Robotics From Zero
Module: Build And Share

Deployment

How to get software onto real robots — Docker containers, cross-compilation, over-the-air updates, and deployment best practices.

8 min read

Deployment

Your code works perfectly on your laptop. Ubuntu 22.04, x86-64, all the right libraries installed. But your robot runs:

  • ARM processor (not x86)
  • Embedded Linux (not full Ubuntu)
  • Limited storage (8GB, not 500GB)
  • No keyboard, mouse, or monitor

How do you get your software from development machine to robot?

The Deployment Challenge

Robotics deployment is harder than web deployment:

ChallengeWeb AppsRobots
PlatformSame CPU everywhere (x86 cloud servers)Different CPUs (ARM, RISC-V, custom SoCs)
ConnectivityAlways onlineOften offline, intermittent network
UpdatesDeploy instantly, rollback if neededUpdate takes time, rollback is risky
TestingTest in staging environmentCan't easily test on real hardware
Failure costWebsite is downRobot is stranded/broken
Embedded constraints — showing the resource limitations of typical robot hardware versus development machines
Robot hardware is constrained: ARM CPUs instead of x86, gigabytes of storage instead of terabytes, intermittent connectivity instead of always-on internet.
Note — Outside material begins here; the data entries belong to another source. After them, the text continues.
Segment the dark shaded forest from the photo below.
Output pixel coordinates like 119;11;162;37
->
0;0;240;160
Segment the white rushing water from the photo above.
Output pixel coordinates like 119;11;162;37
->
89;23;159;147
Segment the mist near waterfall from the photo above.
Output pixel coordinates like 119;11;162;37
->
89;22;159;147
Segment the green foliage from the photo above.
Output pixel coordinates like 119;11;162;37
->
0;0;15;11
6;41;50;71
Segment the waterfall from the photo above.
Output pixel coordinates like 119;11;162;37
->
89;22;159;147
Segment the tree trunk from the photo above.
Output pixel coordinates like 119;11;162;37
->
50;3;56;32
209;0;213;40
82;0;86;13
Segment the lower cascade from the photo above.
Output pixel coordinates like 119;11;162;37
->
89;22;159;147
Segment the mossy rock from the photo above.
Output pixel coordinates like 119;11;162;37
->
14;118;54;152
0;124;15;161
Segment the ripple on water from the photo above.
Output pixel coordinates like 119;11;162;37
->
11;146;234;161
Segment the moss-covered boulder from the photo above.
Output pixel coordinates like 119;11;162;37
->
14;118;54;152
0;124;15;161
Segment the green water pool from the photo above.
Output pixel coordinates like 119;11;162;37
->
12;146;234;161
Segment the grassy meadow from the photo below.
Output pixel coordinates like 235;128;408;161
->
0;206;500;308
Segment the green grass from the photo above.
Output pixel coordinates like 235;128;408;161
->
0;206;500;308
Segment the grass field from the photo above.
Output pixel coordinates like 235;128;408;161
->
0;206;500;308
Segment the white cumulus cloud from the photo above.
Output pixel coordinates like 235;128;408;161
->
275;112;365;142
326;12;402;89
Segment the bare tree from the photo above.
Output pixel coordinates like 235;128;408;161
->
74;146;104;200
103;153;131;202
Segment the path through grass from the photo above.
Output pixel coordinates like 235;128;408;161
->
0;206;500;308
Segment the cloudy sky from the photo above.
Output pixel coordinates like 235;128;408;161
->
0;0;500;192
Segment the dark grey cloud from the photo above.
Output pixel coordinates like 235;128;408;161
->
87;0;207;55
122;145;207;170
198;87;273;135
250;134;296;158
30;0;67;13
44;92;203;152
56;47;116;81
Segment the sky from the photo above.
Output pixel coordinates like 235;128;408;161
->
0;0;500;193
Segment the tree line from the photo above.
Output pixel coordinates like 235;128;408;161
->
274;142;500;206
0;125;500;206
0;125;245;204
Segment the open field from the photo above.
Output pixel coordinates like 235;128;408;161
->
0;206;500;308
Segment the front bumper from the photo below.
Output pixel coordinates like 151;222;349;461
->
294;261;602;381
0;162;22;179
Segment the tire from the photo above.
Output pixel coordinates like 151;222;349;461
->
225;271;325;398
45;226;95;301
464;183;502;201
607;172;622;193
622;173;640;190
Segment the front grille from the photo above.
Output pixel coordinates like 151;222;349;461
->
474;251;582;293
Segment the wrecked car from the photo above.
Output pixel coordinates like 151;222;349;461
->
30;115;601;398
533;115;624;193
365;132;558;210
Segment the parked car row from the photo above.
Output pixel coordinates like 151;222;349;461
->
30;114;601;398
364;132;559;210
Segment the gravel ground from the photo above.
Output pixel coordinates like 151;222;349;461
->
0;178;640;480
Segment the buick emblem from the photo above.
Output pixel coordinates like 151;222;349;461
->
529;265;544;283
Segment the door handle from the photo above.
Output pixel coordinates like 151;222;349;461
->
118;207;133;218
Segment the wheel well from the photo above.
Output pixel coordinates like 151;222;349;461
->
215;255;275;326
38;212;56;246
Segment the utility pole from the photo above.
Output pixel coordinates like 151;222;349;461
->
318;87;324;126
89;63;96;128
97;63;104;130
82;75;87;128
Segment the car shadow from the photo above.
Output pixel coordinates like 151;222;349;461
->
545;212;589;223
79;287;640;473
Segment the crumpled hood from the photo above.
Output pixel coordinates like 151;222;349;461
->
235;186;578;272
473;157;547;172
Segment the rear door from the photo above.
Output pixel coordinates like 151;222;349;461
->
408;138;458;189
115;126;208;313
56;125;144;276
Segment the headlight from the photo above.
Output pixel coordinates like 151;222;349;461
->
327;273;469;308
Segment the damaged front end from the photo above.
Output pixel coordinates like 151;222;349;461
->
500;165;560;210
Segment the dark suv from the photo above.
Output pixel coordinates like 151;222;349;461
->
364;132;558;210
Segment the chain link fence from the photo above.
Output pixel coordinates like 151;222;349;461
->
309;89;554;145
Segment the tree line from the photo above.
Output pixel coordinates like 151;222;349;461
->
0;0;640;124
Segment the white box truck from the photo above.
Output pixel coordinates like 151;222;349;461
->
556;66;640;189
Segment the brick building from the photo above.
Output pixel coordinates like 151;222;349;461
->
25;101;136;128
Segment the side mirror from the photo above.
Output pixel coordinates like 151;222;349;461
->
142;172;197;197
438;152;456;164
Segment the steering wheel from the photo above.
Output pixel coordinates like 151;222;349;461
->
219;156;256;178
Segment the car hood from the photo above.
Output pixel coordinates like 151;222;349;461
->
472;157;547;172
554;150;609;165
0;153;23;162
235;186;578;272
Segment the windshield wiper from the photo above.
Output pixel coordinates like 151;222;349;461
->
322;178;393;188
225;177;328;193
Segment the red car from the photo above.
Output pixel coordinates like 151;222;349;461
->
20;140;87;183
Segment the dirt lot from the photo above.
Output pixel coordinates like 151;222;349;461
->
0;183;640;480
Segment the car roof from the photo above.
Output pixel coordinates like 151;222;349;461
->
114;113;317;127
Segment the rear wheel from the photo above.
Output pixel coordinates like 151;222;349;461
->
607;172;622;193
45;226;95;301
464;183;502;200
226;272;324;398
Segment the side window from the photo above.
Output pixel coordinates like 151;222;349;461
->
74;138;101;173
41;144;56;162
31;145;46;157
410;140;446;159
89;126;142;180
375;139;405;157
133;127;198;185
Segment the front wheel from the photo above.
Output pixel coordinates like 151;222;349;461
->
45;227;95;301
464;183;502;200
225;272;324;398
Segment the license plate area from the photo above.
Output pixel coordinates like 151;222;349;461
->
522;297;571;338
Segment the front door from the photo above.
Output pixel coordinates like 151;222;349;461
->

Deployment strategies must account for these differences.

We need deployment strategies that handle these constraints.

Cross-Compilation

Your laptop is x86-64. Your robot is ARM. You can't just copy the executable.

Cross-compilation means building code on one architecture to run on another.

Cross-compile for ARM (Rust example)
# Add ARM target to Rust toolchain
rustup target add aarch64-unknown-linux-gnu
 
# Install ARM linker
sudo apt install gcc-aarch64-linux-gnu
 
# Build for ARM
cargo build --release --target aarch64-unknown-linux-gnu
 
# Result: target/aarch64-unknown-linux-gnu/release/my_robot_node
Cross-compilation — showing code compiled on x86 laptop producing an ARM binary that runs on the robot
Cross-compilation builds code on your x86 laptop that runs on the robot's ARM processor. The compiler translates your source into ARM machine code, producing a binary that works on the target architecture without needing to compile on the robot itself.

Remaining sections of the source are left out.